Lorsque M. de Ségur rentra dans sa patrie après cinq années d’absence, la révolution de 89 venait d’éclater : un autre ordre d’évènemens et de conjonctures s’ouvrait au milieu de bien des espérances déjà compromises et de bien des craintes déjà justifiées. Pour la plupart des hommes de la période précédente, les rêves éblouissans allaient s’évanouir ; les rivages d’Utopie et d’Atlantide s’enfuyaient à l’horizon ; les voyages en Crimée étaient terminés. Les Mémoires de M. de Ségur finissent là aussi, comme s’il avait voulu les clore sur les derniers souvenirs de sa belle et vive jeunesse. Son rôle pourtant en ces années agitées ne fut pas inactif ; il suivit honorablement la ligne constitutionnelle où plusieurs de ses amis le précédaient. Nommé au mois d’avril 91 ambassadeur extraordinaire à Rome en remplacement du cardinal de Bernis, la querelle flagrante avec le Saint-Siége l’empêcha de se rendre à sa destination. Il refusa bientôt le ministère des affaires étrangères qui lui fut offert à la sortie de M. de Montmorin ; mais il accepta de la part de Louis XVI une mission particulière à Berlin auprès du roi Frédéric-Guillaume. Il ne s’agissait de rien moins qu’après les conférenes de Pilnitz, de détacher doucement le monarque prussien de l’alliance autrichienne, et de le détourner de la guerre. Dans un intéressant ouvrage publié en 1801 sur les dix années de règne de Frédéric-Guillaume, M. de Ségur a touché les circonstances de cette négociation délicate où il crut pouvoir se flatter, un très court moment, d’avoir réussi. Les Mémoires d’un Homme d’État sont venus depuis éclairer d’un jour nouveau et par le côté étranger toute cette portion long-temps voilée de la politique européenne ; les mille causes qui déjouèrent la diplomatie de M. de Ségur, et qui auraient fait échouer tout autre en sa place, y sont parfaitement définies[1].Le moment était arrivé où, dans ce déchaînement de passions violentes et de préventions aveugles, il n’y avait certes aucun déshonneur pour les hommes sages, pour les esprits modérés, à se sentir inhabiles et impuissans.
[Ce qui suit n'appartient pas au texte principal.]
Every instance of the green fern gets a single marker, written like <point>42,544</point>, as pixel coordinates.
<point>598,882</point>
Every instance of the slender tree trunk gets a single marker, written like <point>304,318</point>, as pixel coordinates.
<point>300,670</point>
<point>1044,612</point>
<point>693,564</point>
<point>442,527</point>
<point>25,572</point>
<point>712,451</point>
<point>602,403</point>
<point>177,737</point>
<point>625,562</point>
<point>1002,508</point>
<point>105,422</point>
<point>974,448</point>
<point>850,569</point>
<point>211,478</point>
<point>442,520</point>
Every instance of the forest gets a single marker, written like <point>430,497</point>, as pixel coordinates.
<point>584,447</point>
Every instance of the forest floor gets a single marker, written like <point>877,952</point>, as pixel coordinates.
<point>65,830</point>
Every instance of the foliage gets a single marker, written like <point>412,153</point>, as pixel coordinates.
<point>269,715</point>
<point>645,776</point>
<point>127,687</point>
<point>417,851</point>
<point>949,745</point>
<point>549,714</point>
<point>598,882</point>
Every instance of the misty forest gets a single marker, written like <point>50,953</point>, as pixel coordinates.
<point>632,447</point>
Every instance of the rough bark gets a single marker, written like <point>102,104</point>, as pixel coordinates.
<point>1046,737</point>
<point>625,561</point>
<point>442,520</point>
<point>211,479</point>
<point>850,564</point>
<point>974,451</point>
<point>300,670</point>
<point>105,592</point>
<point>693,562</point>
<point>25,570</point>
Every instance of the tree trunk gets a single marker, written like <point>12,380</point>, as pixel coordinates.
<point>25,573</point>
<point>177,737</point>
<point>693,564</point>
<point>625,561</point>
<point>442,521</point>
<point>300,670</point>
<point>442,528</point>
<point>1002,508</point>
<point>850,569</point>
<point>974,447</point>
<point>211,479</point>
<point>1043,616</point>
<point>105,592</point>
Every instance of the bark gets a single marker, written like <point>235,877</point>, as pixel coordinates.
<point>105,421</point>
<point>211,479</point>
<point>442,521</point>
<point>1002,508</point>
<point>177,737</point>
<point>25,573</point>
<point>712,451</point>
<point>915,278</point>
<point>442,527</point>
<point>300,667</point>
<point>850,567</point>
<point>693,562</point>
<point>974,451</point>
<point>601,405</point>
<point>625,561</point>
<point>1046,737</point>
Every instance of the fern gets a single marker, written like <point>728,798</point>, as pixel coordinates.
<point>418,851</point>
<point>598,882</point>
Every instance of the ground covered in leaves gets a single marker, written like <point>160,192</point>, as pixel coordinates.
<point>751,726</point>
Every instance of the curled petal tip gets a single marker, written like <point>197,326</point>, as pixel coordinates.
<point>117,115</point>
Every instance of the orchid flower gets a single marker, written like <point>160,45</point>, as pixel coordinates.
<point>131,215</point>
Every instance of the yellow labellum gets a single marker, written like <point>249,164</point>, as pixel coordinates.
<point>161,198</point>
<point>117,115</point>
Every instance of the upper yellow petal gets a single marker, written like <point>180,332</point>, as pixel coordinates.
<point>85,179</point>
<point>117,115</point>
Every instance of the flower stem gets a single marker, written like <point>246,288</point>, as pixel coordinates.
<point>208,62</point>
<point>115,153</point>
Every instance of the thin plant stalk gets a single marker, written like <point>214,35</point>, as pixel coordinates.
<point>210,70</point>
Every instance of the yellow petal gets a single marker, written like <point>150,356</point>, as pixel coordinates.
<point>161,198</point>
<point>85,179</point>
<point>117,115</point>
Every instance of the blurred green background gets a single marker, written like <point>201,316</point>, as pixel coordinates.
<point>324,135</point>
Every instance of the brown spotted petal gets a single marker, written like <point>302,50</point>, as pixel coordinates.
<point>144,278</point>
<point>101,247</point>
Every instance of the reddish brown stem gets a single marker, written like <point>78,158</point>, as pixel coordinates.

Les évènemens se précipitaient ; M. de Ségur et les siens demeurèrent attachés au sol de la France lorsqu’il n’était déjà plus qu’une arène embrasée. Son père le maréchal fut incarcéré à la Force, et lui détenu avec sa famille dans une maison de campagne à Châtenay, celle même où l’on dit qu’est né Voltaire. Le volume intitulé Recueil de Famille nous le montre, en ces années de ruine, plein de

  1. Mémoires tirés des papiers d’un Homme d’État, tom. I, pag. 180-194.